Charting the steamy jungles and murky depths of the South Seas, these stories dip into the lives of a Malay boy in 19th century Singapore, a Dutch painter in wartime Bali, and an opium-smoking porter in northern Thailand. In a brilliant reworking of Conrad's Heart of Darkness and Coppola's Apocalypse Now, the closing novella tracks a martyr to his lair and reveals Kurtz alive and well and living among us. Cunningly exposing the tattered vestiges of colonial power in Asia, Schroeder reinvents the exotic, the exquisite, and the exiled.
Adam Lewis Schroeder grew up in Vernon BC and completed an MFA in Creative Writing at the University of British Columbia in 1999. He has since traveled widely and published stories in more than a dozen journals and anthologies. In 2001 his short fiction collection Kingdom of Monkeys was shortlisted for the Danuta Gleed Award. His novel Empress of Asia was published by Raincoast in 2006 and Thomas Dunne in the US in 2008; a finalist for the Ethel Wilson Fiction Prize and Amazon.ca/Books in Canada First Novel Award, it was also selected by the Globe & Mail as one of the best books of the year. Douglas & McIntyre published his most recent novel, In the Fabled East, in Spring 2010; it was selected by Amazon.ca as one of the best books of the year and was a finalist for the Commonwealth Regional Writers Prize. In addition Adam is a columnist for CBC Radio One and a Creative Writing instructor at UBC Okanagan. He lives in Penticton BC with his wife and kids.
Six short stories and one novella make up this collection, each set in a different country, all but one, in South East Asia. Having traveled to four of these countries myself, I was intrigued with how Adam Lewis Schroeder used his personal travel experience to tell these stories in a way I would never have considered doing.
The opening story, Seven Years with Wallace, for example, is set in the 19th Century. It was very easy to suspended belief, and get fully into this emotionally touching tale. For me, as a reader, it was a sad ending, but as was the case in those times, Ali could not go to England with his master because “It is not done.”
As a reader, each story evoked a different emotion for me: Schroeder doesn’t simply highlight the exotic, the obvious attraction for any traveler; rather, he delves below the surface, showing an understanding of each culture, and the effect of that culture on the western traveler. Whether the protagonist truly “gets it” or not, there is the sense that Adam’s view is always clear. He makes excellent use of all the senses to bring each character and place alive.

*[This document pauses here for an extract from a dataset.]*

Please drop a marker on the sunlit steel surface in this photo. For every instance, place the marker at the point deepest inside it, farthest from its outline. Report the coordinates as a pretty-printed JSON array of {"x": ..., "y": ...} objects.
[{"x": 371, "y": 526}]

The final story, Beautiful Feet, set in the present day, in the Philippines is the novella in the collection. This off-beat story takes place way off the beaten track (the best sort of travel), and the story flow effortlessly, giving the sense that Adam enjoyed the writing as much as I enjoyed the reading.
With this debut at only 28 years of age, it is no surprise that Adam Lewis Schroeder went on to write a very well-received novel – I can’t wait to turn the pages of The Empress of Asia.
These were very good short stories about living in other cultures and how it's always different from being at home. This is the writers first book, and it's definitely worth a read. His latest novel is Empress of Asia, and i am going to pick up a copy soon and check it out!